The roads are awesome,

the 250 kilometers count down hassle free. We start out when it’s just 15°C, but soon the temperature rises to 35°C. Which calls for several stages of readjusting our garb. Good thing there are refreshing detours across the mountains, with sweeping bends in the road to please our tires, and all kinds of load/rev combinations for the lubricants toiling away in our oil tanks. The riders get well shaken, and their tastebuds get all scrambled. No better spot than the El Paso Taco Shop for a thorough tastebud recalibration. Very tasty tacos served here. If you’re in the area, don’t miss it.

After the mountains it’s the desert again, and before you can say “hasta la vista”, the long miles end in the lovely town of Calexico. Not bad for the first day. Let’s test the beer and/or whatever Calexico has to offer to road weary riders.

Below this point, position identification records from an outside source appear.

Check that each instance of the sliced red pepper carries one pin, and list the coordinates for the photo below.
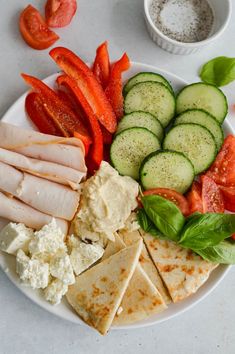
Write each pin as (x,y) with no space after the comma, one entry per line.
(61,114)
(101,67)
(114,89)
(95,155)
(90,88)
(36,112)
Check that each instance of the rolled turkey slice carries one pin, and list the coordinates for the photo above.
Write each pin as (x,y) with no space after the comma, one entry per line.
(64,151)
(49,170)
(46,196)
(16,211)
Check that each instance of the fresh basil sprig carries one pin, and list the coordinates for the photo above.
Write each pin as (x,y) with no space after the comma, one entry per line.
(205,230)
(219,71)
(165,215)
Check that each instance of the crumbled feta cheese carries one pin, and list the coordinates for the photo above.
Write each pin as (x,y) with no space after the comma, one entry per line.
(48,240)
(61,268)
(32,271)
(55,291)
(14,237)
(84,255)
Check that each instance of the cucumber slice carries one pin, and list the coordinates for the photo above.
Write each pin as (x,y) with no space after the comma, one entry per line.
(194,141)
(201,117)
(144,120)
(130,147)
(203,96)
(167,169)
(143,77)
(152,97)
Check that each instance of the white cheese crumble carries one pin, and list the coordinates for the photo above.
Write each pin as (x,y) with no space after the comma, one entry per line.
(55,291)
(14,237)
(32,272)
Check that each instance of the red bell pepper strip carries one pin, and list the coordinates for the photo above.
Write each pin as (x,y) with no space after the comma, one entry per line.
(61,114)
(90,88)
(95,155)
(101,66)
(36,112)
(114,89)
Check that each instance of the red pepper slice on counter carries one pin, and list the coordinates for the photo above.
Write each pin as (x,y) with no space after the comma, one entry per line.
(101,66)
(34,29)
(90,88)
(114,89)
(95,155)
(61,114)
(178,199)
(194,197)
(59,13)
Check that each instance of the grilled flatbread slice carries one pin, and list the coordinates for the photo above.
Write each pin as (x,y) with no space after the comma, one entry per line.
(98,292)
(141,298)
(147,264)
(183,271)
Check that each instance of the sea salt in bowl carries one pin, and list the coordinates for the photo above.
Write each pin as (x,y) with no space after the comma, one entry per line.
(175,10)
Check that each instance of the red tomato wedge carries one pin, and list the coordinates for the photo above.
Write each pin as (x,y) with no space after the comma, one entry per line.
(34,29)
(61,114)
(194,198)
(212,199)
(223,169)
(95,155)
(114,89)
(228,194)
(101,66)
(59,13)
(90,88)
(178,199)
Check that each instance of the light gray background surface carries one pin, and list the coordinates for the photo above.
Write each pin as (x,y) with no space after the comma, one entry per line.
(25,328)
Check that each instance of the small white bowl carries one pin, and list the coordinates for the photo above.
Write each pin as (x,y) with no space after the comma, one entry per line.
(222,10)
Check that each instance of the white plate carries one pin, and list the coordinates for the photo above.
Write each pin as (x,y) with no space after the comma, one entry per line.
(16,115)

We make it to San Felipe with no problemo.

The Pan cools off in the shade, while we move closer to party operating temperatures by ingesting cold beer and hot fish tortillas. We start the cooled down Pan to check on the noise: it’s gone for the moment, so we can go into full party mode.

San Felipe fills up, there’s

lots to see. This could be a nice weekend … erm, a gruelling test ride for man and machine.

Raceday!

We spent last night distributing locally sourced lubricants in our own innards with the expected effect of a non-dynamic start into the day. Think clogged up moped carb. As a logical consequence (logical in the greater context of EDR) today racing was on the agenda. In order to not overload the aching noggins, there was the slow race, with girls driving and dudes on the p-pad. Setting down a foot meant instant disqualification. Yay!

Then there was

the Balance Beam competition. Wobble over a 6 inch wide 24 foot plank as fast or as slow as you want, without falling off. Repeat. The last rider to make it across wins.”And the eternal classic: the kick start race: kickstart your bike and take one lap around the track.

For those who had almost regained control over their neural functionality, it was the “Circle of Death”. Dudes were going around the dusty oval as if there was no tomorrow, and this contest was the only thing to save them from totally going to hell. Yay! Yay! The onlookers (as far as they were awake enough) gave the devil alcohol yet another chance, helped by the rising temperatures.

Well, tonite we’ll have something to talk about for sure. ¡Salud!